Picture yourself on the beach, sea breeze blowing through your sun dried hair while you listen to a steel drum band play a songo-style beat. You consider standing up to dance but feel too relaxed and sun-dazed, happy to be taking some well-deserved time off work.

Then you wake up. Instead of lounging on a beach chair, you fell asleep at your desk crunching numbers for the quarterly report. The “healthy” green juice you had for lunch seems to be staring at you, silently judging you for not even leaving your desk to eat a proper meal.

The infographic below explores the dangers associated with not taking hard-earned vacation time.

The rejuvenating concept of rest and relaxation is seemingly lost on the population of American workers. These workers are taking the least amount of vacation time than they have in the past 40 years.  In 2013 alone, U.S. workers forfeited $52.4 billion dollars in PTO benefits, which equates to 169 million days of unused vacation time.

This “all work and no play” rhetoric has become an issue in American culture. Workers feel that being chained to their desks and putting in 60–70-hour work weeks shows hunger, dedication and hopefully results in a promotion.  Interestingly, American’s equate the perception of busyness to success.

A Nation of Work Martyrs

In an essay published in 1930 by famous economist John Maynard Keynes, the economist predicted that Americans would reach a 15-hour workweek by 2030. Keynes surmised that Americans would have time to enjoy “the hour and the day virtuously and well.” The economist never would have guessed that idleness bores most Americans and that we crave to be constantly busy. Why? Busy people make more money.

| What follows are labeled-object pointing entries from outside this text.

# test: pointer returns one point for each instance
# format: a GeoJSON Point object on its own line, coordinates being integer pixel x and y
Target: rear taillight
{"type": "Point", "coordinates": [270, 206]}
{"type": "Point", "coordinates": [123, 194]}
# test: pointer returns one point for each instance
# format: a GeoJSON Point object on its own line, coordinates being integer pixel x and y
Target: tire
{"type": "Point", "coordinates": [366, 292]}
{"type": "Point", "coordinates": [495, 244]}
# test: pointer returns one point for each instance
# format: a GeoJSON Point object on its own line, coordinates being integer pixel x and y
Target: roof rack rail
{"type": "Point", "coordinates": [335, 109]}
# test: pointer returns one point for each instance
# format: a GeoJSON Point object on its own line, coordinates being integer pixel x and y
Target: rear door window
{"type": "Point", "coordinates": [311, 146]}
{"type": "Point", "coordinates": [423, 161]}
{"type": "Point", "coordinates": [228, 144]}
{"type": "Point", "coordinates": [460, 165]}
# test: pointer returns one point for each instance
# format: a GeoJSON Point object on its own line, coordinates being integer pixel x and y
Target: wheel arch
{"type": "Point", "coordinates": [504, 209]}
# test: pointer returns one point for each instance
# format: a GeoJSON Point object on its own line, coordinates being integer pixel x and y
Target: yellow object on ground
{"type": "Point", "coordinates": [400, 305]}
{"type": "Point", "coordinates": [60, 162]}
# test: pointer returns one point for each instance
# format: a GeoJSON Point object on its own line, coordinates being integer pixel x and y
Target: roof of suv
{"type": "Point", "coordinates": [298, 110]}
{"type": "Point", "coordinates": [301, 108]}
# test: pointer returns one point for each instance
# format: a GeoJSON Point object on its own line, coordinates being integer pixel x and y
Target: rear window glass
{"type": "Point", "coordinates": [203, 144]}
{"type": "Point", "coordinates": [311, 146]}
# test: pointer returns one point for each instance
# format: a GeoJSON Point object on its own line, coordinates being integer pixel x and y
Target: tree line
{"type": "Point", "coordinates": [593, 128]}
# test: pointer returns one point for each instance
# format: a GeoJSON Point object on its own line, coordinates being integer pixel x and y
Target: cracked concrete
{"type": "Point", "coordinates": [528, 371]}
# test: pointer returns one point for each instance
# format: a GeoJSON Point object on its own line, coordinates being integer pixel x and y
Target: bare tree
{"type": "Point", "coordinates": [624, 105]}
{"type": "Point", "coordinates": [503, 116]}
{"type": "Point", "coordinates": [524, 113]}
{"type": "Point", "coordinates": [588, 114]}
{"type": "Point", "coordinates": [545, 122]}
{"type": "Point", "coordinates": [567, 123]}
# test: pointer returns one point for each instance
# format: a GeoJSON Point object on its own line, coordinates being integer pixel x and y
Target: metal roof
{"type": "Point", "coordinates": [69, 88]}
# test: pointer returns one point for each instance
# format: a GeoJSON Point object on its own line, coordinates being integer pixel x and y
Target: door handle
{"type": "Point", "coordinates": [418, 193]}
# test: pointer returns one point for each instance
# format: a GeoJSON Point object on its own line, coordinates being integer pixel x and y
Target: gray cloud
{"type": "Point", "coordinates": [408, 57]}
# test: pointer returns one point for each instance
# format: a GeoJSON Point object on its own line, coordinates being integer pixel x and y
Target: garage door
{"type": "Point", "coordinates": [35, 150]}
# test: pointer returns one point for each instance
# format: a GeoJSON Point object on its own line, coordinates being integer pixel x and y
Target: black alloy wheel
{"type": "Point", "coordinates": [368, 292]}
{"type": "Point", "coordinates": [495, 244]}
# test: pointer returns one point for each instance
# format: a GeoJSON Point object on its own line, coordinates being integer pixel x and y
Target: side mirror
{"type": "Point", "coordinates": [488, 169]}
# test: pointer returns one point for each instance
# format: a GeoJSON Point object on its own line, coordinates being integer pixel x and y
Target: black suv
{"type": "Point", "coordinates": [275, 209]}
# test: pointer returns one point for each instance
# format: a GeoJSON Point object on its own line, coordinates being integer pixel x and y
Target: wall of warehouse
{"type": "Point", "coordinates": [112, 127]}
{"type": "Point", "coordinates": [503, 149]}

This mental misconception can be credited back to an exceptionally old time piece.  In the 18th century, a clock was used for the first time to streamline labor. Ever since, time has been viewed in relation to money. When time becomes financially qualified, our spare minutes are perceived as dollars down the drain. To capitalize on our cash flow, we must max out our time card.

What’s more troubling is that among Western cultures,  the U.S. alone suffers from “Work Martyr” syndrome. With our European counterparts earning (and taking!) at least 20 paid vacation days per year, it’s safe to declare the United States a No-Vacation Nation.